Pam Bondi en audience sans serment : Les dossiers Epstein restent-ils un secret ?

L’ancienne procureure générale américaine Pam Bondi a été sollicitée ce vendredi devant le comité d’enquête de la Chambre des représentants pour examiner les investigations du département de justice concernant Jeffrey Epstein et la diffusion des documents associés à ces enquêtes.

Cependant, l’absence d’une déclaration sous serment et l’utilisation d’un entretien écrit ont suscité des réflexions sur la portée concrète des informations qui pourraient être communiquées. Selon le comité, Bondi a choisi de participer à une interview volontaire plutôt qu’à un procès formel, en raison de son « engagement coopératif ». Cette décision intervient après un précédent refus de la part de l’ancienne procureure générale d’obtempérer à un rappel judiciaire lorsqu’elle était encore en poste, ce qui a conduit le représentant Robert Garcia à déposer une résolution pour outrage.

Le département de justice a également précisé que des responsables chargés des affaires pénales seraient présents pour garantir la clarté des informations transmises. Une source anonyme a toutefois souligné que ce type d’intervention était inhabituel et ne reflétait pas les pratiques habituelles en matière de gestion des enquêtes.

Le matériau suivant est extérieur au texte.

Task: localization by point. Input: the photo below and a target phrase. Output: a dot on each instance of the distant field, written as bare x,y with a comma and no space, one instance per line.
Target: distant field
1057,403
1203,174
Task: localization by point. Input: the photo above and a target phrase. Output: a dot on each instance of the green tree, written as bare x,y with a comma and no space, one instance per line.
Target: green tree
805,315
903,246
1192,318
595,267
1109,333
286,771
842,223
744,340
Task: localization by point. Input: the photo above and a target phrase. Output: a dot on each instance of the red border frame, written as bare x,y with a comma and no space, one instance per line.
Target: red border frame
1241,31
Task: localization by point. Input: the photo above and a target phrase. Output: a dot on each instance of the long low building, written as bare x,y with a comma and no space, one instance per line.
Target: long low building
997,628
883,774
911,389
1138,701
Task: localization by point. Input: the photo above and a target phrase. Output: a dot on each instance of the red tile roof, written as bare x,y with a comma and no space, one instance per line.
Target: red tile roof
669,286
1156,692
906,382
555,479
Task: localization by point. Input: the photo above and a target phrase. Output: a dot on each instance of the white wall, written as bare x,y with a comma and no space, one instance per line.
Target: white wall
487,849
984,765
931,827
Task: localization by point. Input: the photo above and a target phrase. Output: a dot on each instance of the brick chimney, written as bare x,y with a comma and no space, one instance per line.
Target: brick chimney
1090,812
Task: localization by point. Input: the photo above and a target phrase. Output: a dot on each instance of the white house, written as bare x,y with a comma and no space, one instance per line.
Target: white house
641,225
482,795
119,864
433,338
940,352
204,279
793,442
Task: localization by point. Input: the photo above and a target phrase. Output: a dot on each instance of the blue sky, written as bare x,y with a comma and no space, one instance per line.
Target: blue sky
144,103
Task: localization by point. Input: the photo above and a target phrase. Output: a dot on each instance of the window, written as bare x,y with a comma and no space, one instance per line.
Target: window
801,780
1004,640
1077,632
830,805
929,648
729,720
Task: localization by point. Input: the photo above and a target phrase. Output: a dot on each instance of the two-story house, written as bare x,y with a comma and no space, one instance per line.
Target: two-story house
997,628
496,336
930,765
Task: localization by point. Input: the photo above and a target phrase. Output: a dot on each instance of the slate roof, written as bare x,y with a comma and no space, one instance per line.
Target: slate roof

Actuellement traitée pour un cancer de la thyroïde, Bondi avait auparavant indiqué à la presse qu’elle possédait une liste des clients d’Epstein. Cette affirmation a conduit le gouvernement à clore l’enquête et à nier l’existence d’une telle liste, malgré l’adoption en 2025 d’un projet de loi bipartite obligeant la publication de millions de documents.

Bien que des centaines de milliers de pages soient désormais accessibles, le département a récemment déclaré qu’il ne disposait pas de nouvelles informations à divulgation. Cette situation soulève des questions sur l’étendue réelle des dossiers et les limites de la transparence légale dans un contexte complexe.